Michigan football: Another punishing loss to Ohio State casts cloud over 2019
Now that Michigan’s regular season has wrapped up and the loss to Ohio State has been discussed and chewed and digested, the Wolverines now await their bowl destination and opponent.
The Wolverines finished 9-3 overall, 6-3 Big Ten and ranked No. 14 in the most College Football Playoff rankings. There are strong indications they could play in the Citrus Bowl in Orlando on New Year’s Day or in the Holiday Bowl in San Diego on Dec. 27.
Until then, why not take a quick look back at the season and consider some of the highlights and more challenging moments of the season?
Give it up for the tight ends, who were integral in all phases this fall, namely Nick Eubanks and Sean McKeon with some Luke Schoonmaker and freshman Erick All sprinkled in there. Eubanks finished with 229 yards on 23 catches, and McKeon, who missed three games because of injury, had 235 yards on 13 catches. They combined for five touchdowns, but their blocking — a vast improvement from last year — is what was head-turning this fall.
Michigan has to get better at linebacker. No one thought the position group would be just fine after the departure of Big Ten Defensive Player of the Year Devin Bush, and there are certainly signs the position will get better across the board. When Josh Ross was injured, that gave Cam McGrone an opportunity, and he has strong upside. Ross will be back and Michael Barrett could be a factor.
Coming off a loss at Penn State where Michigan nearly pulled off a second-half comeback, the Wolverines demolished their rivals, Notre Dame, in a rainy windy first half, 45-14. Michigan ran for 303 yards and three touchdowns while holding Notre Dame to 180 yards of offense. Notre Dame was No. 8 at the time and, yes, the well-they-weren’t-that-good game can be played, but at the time, it was a valuable win for the Wolverines and seemed to indicate a corner had been turned.
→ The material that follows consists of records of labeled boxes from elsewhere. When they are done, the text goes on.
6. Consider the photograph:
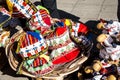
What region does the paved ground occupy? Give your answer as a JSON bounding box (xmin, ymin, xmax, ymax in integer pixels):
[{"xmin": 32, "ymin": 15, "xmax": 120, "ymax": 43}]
[{"xmin": 0, "ymin": 0, "xmax": 117, "ymax": 80}]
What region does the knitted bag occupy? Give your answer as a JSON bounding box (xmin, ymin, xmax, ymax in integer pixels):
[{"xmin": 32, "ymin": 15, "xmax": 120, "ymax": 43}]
[
  {"xmin": 46, "ymin": 23, "xmax": 80, "ymax": 64},
  {"xmin": 0, "ymin": 7, "xmax": 11, "ymax": 27},
  {"xmin": 16, "ymin": 32, "xmax": 54, "ymax": 77},
  {"xmin": 29, "ymin": 8, "xmax": 51, "ymax": 34},
  {"xmin": 6, "ymin": 0, "xmax": 37, "ymax": 19}
]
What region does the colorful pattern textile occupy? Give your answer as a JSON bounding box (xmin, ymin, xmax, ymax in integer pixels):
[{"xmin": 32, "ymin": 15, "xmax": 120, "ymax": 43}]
[
  {"xmin": 47, "ymin": 26, "xmax": 80, "ymax": 64},
  {"xmin": 0, "ymin": 8, "xmax": 11, "ymax": 27},
  {"xmin": 0, "ymin": 31, "xmax": 10, "ymax": 47},
  {"xmin": 11, "ymin": 0, "xmax": 37, "ymax": 19},
  {"xmin": 18, "ymin": 54, "xmax": 54, "ymax": 77},
  {"xmin": 29, "ymin": 9, "xmax": 51, "ymax": 34},
  {"xmin": 17, "ymin": 32, "xmax": 54, "ymax": 77},
  {"xmin": 18, "ymin": 32, "xmax": 47, "ymax": 58}
]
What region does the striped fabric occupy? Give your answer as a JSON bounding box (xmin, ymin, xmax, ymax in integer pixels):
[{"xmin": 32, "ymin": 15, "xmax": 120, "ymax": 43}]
[
  {"xmin": 18, "ymin": 32, "xmax": 54, "ymax": 77},
  {"xmin": 0, "ymin": 7, "xmax": 11, "ymax": 27},
  {"xmin": 71, "ymin": 23, "xmax": 88, "ymax": 37},
  {"xmin": 47, "ymin": 26, "xmax": 80, "ymax": 64},
  {"xmin": 18, "ymin": 32, "xmax": 47, "ymax": 58},
  {"xmin": 29, "ymin": 9, "xmax": 51, "ymax": 32},
  {"xmin": 12, "ymin": 0, "xmax": 35, "ymax": 19}
]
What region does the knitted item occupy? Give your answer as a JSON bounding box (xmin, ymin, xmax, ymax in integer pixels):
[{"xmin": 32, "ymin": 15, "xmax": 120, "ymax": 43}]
[
  {"xmin": 0, "ymin": 31, "xmax": 10, "ymax": 47},
  {"xmin": 29, "ymin": 9, "xmax": 51, "ymax": 34},
  {"xmin": 0, "ymin": 7, "xmax": 11, "ymax": 27},
  {"xmin": 17, "ymin": 32, "xmax": 47, "ymax": 59},
  {"xmin": 11, "ymin": 0, "xmax": 37, "ymax": 19},
  {"xmin": 16, "ymin": 32, "xmax": 54, "ymax": 77},
  {"xmin": 47, "ymin": 26, "xmax": 80, "ymax": 64}
]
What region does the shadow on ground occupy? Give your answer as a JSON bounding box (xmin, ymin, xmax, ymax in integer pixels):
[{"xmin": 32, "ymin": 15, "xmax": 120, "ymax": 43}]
[{"xmin": 34, "ymin": 1, "xmax": 80, "ymax": 22}]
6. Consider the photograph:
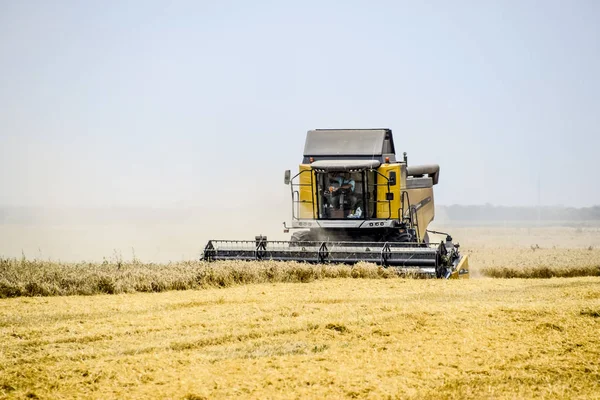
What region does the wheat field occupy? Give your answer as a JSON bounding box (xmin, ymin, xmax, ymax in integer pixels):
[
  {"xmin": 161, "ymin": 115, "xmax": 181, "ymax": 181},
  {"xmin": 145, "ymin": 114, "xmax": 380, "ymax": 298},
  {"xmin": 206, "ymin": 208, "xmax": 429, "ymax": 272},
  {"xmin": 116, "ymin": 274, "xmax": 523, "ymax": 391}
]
[
  {"xmin": 0, "ymin": 277, "xmax": 600, "ymax": 399},
  {"xmin": 0, "ymin": 229, "xmax": 600, "ymax": 400}
]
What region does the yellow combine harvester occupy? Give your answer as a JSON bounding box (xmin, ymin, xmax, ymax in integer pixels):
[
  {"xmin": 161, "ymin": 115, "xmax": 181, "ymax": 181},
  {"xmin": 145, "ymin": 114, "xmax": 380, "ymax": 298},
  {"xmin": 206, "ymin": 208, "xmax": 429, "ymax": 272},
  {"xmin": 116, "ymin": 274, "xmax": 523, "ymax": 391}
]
[{"xmin": 202, "ymin": 129, "xmax": 469, "ymax": 278}]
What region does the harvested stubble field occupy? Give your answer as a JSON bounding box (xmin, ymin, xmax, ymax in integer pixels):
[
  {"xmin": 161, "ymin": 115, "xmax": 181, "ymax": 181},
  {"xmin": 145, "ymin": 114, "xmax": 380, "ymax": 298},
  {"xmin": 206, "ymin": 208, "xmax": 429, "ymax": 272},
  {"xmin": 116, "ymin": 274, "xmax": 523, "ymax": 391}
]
[
  {"xmin": 0, "ymin": 229, "xmax": 600, "ymax": 399},
  {"xmin": 0, "ymin": 277, "xmax": 600, "ymax": 399}
]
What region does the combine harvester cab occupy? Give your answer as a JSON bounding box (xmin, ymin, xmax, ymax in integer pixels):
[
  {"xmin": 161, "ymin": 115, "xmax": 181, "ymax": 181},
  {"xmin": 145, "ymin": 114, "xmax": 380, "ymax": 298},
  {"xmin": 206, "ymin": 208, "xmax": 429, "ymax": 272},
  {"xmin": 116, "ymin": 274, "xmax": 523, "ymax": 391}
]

This is too easy. Of course, the 56-27 beatdown by Ohio State is fresh on the minds of Michigan fans but go back to the start of the Big Ten season. That loss at Wisconsin was eye-opening on so many levels. The Badgers built a 35-0 lead with five minutes left in the third quarter. Think about that, although you probably don’t want to. This was certainly not the way to open conference play particularly after two weeks to prepare, just as the Badgers had.
Most underrated player
Aidan Hutchinson moved into a starting role at defensive end this season as a sophomore and he matched production — 63 tackles, tied for third on the team, 8.5 tackles for loss and 4.5 sacks along with six pass breakups and two forced fumbles — with his role as an emotional leader.
Most valuable player
In his final three games, Shea Patterson became the first Michigan quarterback to have back to back to back 300-yard passing performances. He had 384 yards against Michigan State, followed by 366 at Indiana and five touchdowns and threw for 305 in the loss to Ohio State. After a rough start to the season, including the fumble on the first play of the season opener, Patterson’s performances gave the Wolverines a late-season surge.
Most improved player
Hassan Haskins, who arrived at Michigan as a running back, then moved to linebacker last year before returning to running back this year, was a major asset for the Wolverines in the second half of the season. He finished the regular season as the second-leading rusher behind Zach Charbonnet, but after the midway point, he got more carries than the freshman. Haskins finished with 561 yards on 103 carries. His workload increased the final six games with 77 carries for 372 yards and had three of his four touchdowns.
Best coaching decision
Shea Patterson was injured early in the season and there were mistakes made but kudos to Jim Harbaugh and offensive coordinator Josh Gattis for sticking with him avoiding what would have been an unnecessary unproductive quarterback controversy. He was their starting quarterback for a reason and by backing him up through a difficult start as he got through a tough injury, he was able to produce well in a final stretch of games.
Worst coaching decision
Never quite understood the plan to go with a two-kicker rotation and the concept of not overthinking why that was in place. Michigan kickers Jake Moody and Quinn Nordin finished a combined 13-of-19. Nordin finished the season handling the kicking the final three games. Moody had missed a 37-yard attempt at Maryland, his last attempt of the season and finished 6-of-9. Nordin who had missed three kicks heading into that game, including two long attempts, made a 38-yarder and finished with seven made attempts for the season.